The museum recently furloughed about two-thirds of its employees. This follows salary cuts, which the museum had implemented shortly after the coronavirus outbreak. Leave is temporary; however, staff will not be paid during this time.
The National Museum of American Jewish History was particularly hard-hit by the coronavirus outbreak as the museum had filed for bankruptcy two weeks before closing its doors. Interim CEO Misha Galperin told WHYY that the museum’s bankruptcy was not due to inability to function, but rather because of debt accrued from the costs of its building near Independence Hall.
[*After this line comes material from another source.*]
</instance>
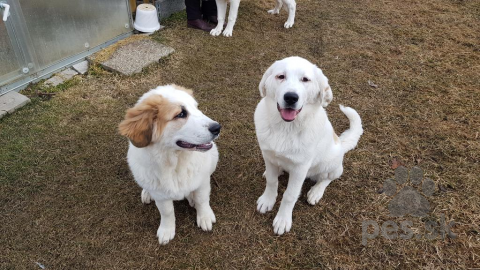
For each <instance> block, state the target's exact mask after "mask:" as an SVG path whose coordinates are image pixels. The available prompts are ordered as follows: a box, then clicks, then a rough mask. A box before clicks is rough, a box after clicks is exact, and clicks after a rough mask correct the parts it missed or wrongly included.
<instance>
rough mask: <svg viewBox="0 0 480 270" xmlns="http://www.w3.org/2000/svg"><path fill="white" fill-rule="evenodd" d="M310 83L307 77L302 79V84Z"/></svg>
mask: <svg viewBox="0 0 480 270" xmlns="http://www.w3.org/2000/svg"><path fill="white" fill-rule="evenodd" d="M309 81H310V79H309V78H307V77H303V78H302V82H309Z"/></svg>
The museum holds about $30 million in debt. The museum’s bankruptcy means that it is ineligible for emergency federal aid. Such aid, like the Paycheck Protection Program, had allowed the Battleship New Jersey to rehire some furloughed employees earlier this week.
Galperin described the pandemic as a big deal. “It could have provided 2 ½ months of operating expenses. Without it, we have to cut back, furlough staff, and hopefully weather the rest of the pandemic and bankruptcy,” he said.
The museum expects to emerge from bankruptcy within six months.